See what I mean? There is a mischievousness contained in the act of offering an invitation or making a suggestion that prompts the invited to agree and to give them self over willingly.   I made a series of decisions informed by a false sense of scarcity all stimulated by the simple act of ticketing.   And so I was tricked, I was coerced! Like Tom Sawyer’s friends watching Tom white washing the fence, I too wanted to white wash.

That same mischievousness is echoed throughout the show in its overarching, highly scripted structure, as well as in the individual works. Various Exhibition Titles requires one to give themselves over to the real-time unfurling of each work. The execution of the show, the attention to how the works reach the viewer, the use of multiple wall texts and mismatched translations, functions as work itself in my opinion. The set up makes a playful, somewhat theatrical framework for each autonomous work all of which interact with the architecture of the space, the windows and red curtains most notably, and the street beyond and all of which hang on the structure laid out by the adaptable but scripted text. This dance between conceptual art show and comedic skit is part of the mischief that makes Various Exhibition Titles so refreshing.
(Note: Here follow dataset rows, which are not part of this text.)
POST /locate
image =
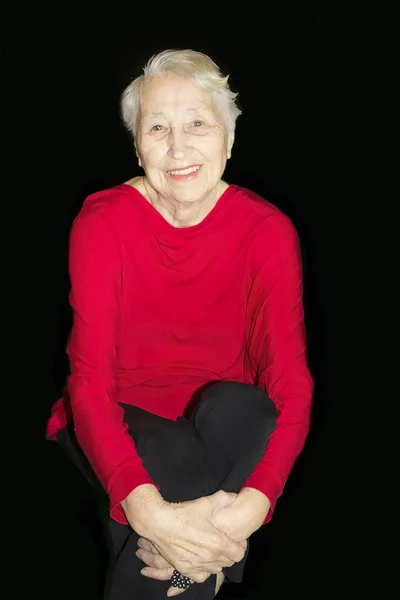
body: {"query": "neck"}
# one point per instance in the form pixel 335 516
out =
pixel 183 214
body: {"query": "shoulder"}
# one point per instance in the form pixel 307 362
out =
pixel 111 203
pixel 268 225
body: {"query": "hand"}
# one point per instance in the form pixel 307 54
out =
pixel 186 536
pixel 244 515
pixel 158 568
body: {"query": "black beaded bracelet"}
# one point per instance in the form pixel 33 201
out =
pixel 180 581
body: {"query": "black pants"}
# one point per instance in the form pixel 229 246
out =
pixel 215 446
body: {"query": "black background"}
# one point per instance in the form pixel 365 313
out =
pixel 331 531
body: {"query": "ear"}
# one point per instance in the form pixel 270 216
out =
pixel 230 140
pixel 138 156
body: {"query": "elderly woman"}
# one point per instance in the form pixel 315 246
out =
pixel 189 395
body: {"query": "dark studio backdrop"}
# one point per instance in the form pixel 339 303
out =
pixel 324 539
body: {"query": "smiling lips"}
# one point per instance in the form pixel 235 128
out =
pixel 185 174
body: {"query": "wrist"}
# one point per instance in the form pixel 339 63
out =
pixel 256 502
pixel 141 507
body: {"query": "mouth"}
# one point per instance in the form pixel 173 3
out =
pixel 186 173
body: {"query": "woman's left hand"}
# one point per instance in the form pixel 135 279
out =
pixel 238 520
pixel 244 516
pixel 157 567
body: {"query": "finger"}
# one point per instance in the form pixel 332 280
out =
pixel 174 591
pixel 147 545
pixel 160 574
pixel 233 550
pixel 199 577
pixel 152 560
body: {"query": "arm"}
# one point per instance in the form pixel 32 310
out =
pixel 277 350
pixel 184 533
pixel 95 272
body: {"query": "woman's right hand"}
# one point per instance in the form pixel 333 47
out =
pixel 185 534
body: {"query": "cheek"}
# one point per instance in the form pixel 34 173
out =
pixel 152 157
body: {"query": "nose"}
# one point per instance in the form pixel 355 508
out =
pixel 177 143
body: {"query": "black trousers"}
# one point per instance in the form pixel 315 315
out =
pixel 215 446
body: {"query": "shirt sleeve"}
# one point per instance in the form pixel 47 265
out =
pixel 95 273
pixel 277 350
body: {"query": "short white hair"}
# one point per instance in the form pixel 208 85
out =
pixel 195 66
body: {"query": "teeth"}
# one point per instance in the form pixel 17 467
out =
pixel 184 171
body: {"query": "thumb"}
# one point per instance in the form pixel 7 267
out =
pixel 222 499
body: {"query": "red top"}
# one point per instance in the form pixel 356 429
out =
pixel 159 311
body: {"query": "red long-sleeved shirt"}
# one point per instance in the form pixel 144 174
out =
pixel 159 311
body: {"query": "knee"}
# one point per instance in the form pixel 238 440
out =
pixel 235 400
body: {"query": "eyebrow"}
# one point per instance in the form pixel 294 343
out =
pixel 160 114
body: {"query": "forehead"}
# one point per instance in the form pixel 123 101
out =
pixel 171 92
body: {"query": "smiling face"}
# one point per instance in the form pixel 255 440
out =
pixel 182 142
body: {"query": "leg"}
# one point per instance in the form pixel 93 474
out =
pixel 235 420
pixel 216 447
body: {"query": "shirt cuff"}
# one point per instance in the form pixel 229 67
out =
pixel 121 483
pixel 270 485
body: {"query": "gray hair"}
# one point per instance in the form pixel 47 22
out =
pixel 197 67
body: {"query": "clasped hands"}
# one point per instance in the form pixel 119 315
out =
pixel 197 538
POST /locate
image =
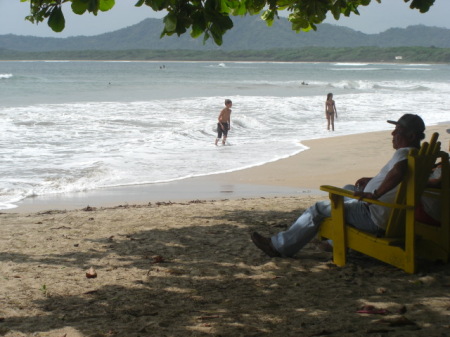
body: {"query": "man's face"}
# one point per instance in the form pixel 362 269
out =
pixel 400 138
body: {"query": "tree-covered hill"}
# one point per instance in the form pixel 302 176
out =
pixel 249 33
pixel 306 54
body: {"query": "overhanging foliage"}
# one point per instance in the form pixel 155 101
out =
pixel 211 18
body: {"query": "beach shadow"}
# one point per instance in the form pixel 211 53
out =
pixel 207 279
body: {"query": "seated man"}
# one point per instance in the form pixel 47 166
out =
pixel 408 132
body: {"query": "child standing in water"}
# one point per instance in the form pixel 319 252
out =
pixel 224 122
pixel 330 111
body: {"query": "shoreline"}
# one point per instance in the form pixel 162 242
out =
pixel 191 269
pixel 298 175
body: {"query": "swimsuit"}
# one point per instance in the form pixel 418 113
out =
pixel 221 131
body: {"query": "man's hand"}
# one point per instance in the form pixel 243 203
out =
pixel 362 195
pixel 360 184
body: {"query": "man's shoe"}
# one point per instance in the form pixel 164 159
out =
pixel 265 244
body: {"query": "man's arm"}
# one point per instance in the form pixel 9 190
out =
pixel 393 178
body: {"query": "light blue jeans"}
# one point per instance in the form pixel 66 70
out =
pixel 306 227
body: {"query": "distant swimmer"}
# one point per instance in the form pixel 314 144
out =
pixel 330 111
pixel 224 122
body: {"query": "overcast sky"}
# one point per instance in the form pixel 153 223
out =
pixel 374 18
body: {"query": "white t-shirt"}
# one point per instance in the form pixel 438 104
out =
pixel 380 214
pixel 432 206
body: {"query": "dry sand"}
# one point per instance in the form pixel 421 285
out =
pixel 189 268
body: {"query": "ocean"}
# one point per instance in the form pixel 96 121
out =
pixel 69 126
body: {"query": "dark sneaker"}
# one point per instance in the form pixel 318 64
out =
pixel 265 244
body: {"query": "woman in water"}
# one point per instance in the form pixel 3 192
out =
pixel 330 111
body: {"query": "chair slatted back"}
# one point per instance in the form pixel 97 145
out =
pixel 420 164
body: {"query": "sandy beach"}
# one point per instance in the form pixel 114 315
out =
pixel 173 262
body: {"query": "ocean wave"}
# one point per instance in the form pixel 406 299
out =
pixel 5 76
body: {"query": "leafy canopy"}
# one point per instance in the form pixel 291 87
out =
pixel 212 17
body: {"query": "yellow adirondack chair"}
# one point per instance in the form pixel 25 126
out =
pixel 434 241
pixel 398 246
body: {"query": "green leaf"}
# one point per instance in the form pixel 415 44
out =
pixel 56 20
pixel 79 6
pixel 106 5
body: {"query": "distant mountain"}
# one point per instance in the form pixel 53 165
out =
pixel 248 33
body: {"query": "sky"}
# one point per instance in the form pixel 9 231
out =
pixel 373 19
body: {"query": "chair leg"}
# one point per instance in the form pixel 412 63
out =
pixel 339 242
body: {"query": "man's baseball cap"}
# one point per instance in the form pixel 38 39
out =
pixel 411 122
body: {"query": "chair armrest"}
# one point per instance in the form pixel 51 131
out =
pixel 349 194
pixel 434 193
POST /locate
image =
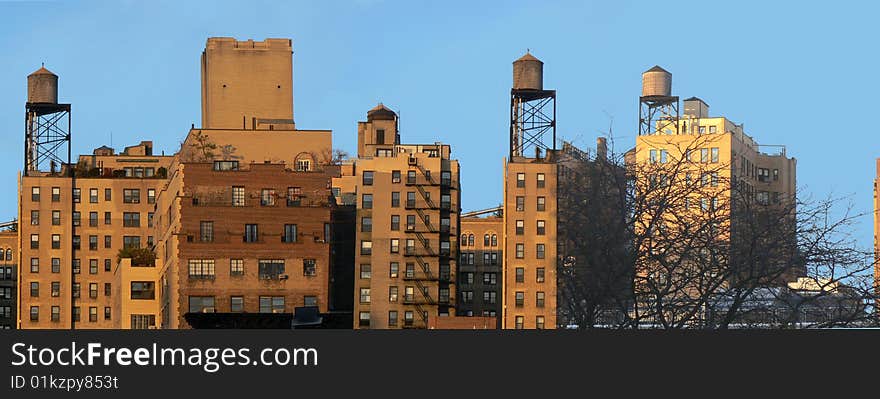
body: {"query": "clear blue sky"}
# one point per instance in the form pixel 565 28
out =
pixel 794 74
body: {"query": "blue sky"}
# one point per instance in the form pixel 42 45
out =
pixel 798 74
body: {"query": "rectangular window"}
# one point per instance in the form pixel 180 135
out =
pixel 289 233
pixel 267 197
pixel 131 196
pixel 201 269
pixel 271 269
pixel 206 231
pixel 251 233
pixel 144 290
pixel 236 267
pixel 310 267
pixel 236 304
pixel 271 304
pixel 237 196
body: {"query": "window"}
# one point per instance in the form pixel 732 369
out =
pixel 201 268
pixel 236 267
pixel 223 166
pixel 251 233
pixel 131 196
pixel 271 269
pixel 201 304
pixel 237 196
pixel 310 267
pixel 131 241
pixel 146 290
pixel 289 233
pixel 236 304
pixel 366 225
pixel 267 197
pixel 271 304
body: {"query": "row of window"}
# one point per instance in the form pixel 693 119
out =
pixel 129 219
pixel 409 249
pixel 129 195
pixel 268 269
pixel 467 240
pixel 76 265
pixel 127 242
pixel 445 200
pixel 540 180
pixel 540 205
pixel 55 314
pixel 408 294
pixel 445 177
pixel 268 304
pixel 366 270
pixel 489 258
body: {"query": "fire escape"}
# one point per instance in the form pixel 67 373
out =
pixel 419 249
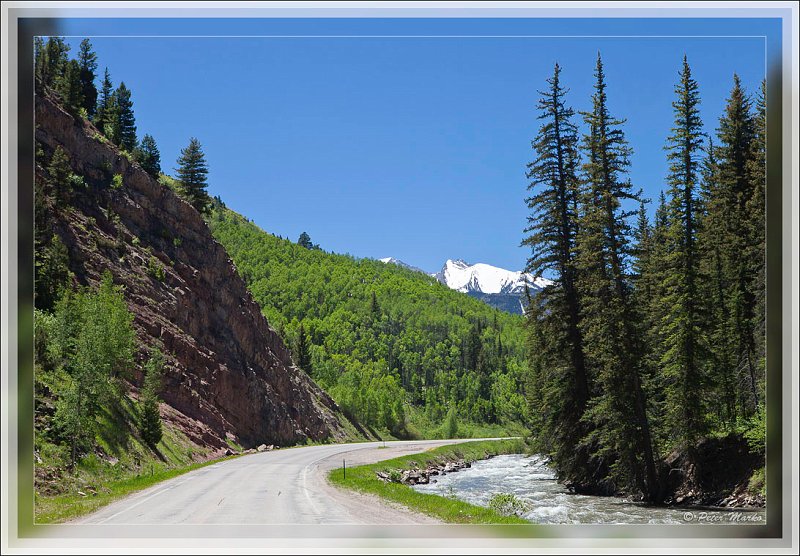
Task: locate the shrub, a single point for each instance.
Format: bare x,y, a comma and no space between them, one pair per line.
507,504
451,424
76,182
149,417
155,269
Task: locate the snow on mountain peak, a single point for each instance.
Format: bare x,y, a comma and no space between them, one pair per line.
485,278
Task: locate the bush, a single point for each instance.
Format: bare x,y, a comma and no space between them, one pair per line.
507,504
155,269
91,344
756,433
150,418
451,424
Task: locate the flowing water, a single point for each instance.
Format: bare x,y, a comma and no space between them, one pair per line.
530,479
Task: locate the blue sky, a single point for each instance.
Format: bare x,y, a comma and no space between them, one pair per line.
411,147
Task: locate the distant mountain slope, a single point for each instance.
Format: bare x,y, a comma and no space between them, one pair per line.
378,335
500,288
229,374
398,262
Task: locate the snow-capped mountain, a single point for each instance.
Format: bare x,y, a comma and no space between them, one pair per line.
485,278
398,262
500,288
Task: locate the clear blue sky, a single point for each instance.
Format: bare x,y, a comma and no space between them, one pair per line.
407,147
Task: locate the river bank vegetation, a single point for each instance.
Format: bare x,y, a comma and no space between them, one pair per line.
651,337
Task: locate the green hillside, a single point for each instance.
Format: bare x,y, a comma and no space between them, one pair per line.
396,349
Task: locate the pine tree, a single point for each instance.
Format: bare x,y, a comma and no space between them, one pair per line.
684,353
305,241
303,356
712,247
552,228
756,220
39,60
105,105
148,156
51,61
620,437
191,172
150,426
69,87
126,123
736,135
87,60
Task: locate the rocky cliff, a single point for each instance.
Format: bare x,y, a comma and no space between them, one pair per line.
229,375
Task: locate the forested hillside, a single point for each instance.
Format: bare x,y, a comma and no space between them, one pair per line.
649,344
149,351
392,346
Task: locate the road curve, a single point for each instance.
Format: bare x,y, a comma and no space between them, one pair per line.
285,486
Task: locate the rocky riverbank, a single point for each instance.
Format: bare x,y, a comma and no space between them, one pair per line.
415,475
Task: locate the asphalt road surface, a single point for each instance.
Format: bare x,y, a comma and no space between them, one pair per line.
286,486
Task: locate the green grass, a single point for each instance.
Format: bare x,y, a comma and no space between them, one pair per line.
363,479
57,509
120,464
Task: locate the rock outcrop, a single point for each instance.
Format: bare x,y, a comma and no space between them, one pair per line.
229,375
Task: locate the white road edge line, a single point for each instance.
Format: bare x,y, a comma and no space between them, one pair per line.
137,504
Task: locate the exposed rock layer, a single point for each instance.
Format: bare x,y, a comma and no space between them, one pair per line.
229,374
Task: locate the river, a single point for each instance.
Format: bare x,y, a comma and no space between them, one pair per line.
530,479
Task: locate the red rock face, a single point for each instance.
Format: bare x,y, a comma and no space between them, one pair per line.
228,372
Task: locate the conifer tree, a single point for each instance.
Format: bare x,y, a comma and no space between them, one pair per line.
148,156
303,357
683,322
126,123
620,435
39,59
69,87
552,227
150,425
105,105
87,60
192,174
52,61
712,246
756,219
735,189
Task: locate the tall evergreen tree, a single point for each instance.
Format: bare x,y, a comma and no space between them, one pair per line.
39,59
150,425
756,219
69,87
552,228
303,356
87,59
712,247
735,189
192,174
51,61
105,105
148,156
620,437
684,353
126,123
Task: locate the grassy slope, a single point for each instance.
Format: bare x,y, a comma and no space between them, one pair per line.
121,464
363,479
294,284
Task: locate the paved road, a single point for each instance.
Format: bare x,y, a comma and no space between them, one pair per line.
279,487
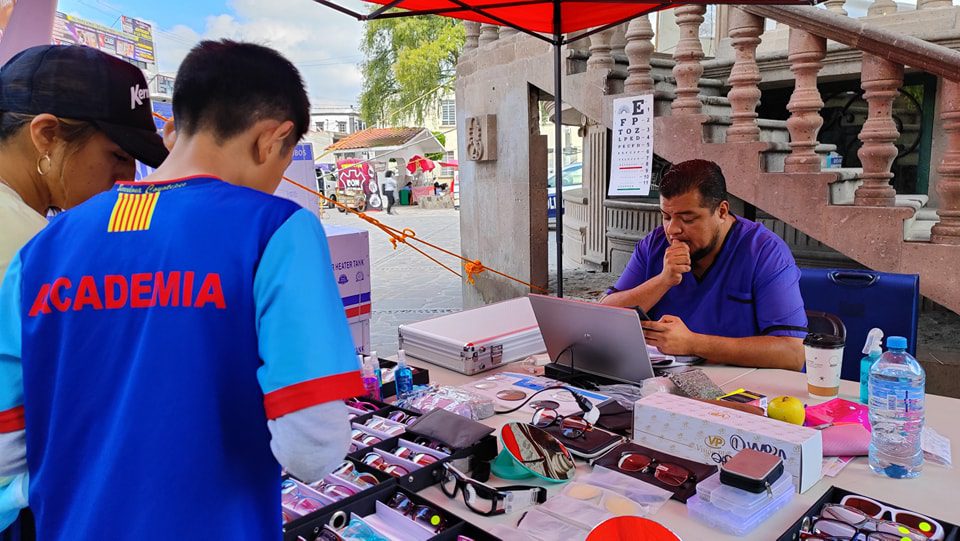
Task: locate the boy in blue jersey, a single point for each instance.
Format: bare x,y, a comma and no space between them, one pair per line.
160,352
720,286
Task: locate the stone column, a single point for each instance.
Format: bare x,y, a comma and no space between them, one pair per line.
688,54
880,80
745,30
934,4
600,57
806,59
618,43
639,49
948,182
836,6
473,35
506,32
489,33
881,7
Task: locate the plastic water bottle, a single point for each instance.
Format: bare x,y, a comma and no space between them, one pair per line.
896,412
871,352
403,375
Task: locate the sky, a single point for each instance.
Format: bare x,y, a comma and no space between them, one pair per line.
324,44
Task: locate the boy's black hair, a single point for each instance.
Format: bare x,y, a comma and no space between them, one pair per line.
225,87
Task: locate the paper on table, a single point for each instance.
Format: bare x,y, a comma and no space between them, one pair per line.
833,465
936,447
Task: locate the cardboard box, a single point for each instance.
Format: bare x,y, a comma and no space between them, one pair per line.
712,434
350,258
361,336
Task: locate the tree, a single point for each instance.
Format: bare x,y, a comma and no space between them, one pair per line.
409,64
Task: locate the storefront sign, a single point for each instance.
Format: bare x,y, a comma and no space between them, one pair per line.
632,151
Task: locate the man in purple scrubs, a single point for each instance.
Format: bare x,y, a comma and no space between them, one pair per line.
717,286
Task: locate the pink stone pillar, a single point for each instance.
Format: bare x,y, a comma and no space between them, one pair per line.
745,30
688,54
600,50
880,80
948,182
639,49
806,58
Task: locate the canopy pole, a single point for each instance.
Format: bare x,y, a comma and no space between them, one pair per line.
558,141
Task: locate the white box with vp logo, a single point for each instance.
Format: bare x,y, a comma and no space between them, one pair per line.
712,434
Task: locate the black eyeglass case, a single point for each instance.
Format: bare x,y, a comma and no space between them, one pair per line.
594,443
751,470
681,493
All sitting there together, aware of ourselves as a group in space, hyper-aware in fact not only because of our reflection but also because of our power of attention and the attention that brought to us. The windows are the setting of each work. Looking onto the sidewalk made the act of viewing a two way street, all of the sudden we were being looked at while we looked. I say all of the sudden because sitting there, the intensity of people’s reactions as they pasted was striking. I thought, so many shop windows in the city and so many people wondering around in groups. If their relationship shifts slightly, if everyone begins looking out of the window, seemingly at nothing, bam! Such common things as people and windows become instantly and hilariously disruptive.

Through a series of such adjustments, through seemingly simple shifts and by upending aspects of exhibition making that often go unquestioned, Various Exhibition Titles disseminates a charming mischievousness and sense of serious play. It is light but not lacking depth, which I think is a difficult balance to strike and a pleasure to experience when one does.

This story was written by Alexandra Phillips (part of the collective Pure Propaganda) in the context of Various Exhibition Titles, the exhibition that is programmed by Willem de Haan and deals with different versions of reality and the power of suggestions.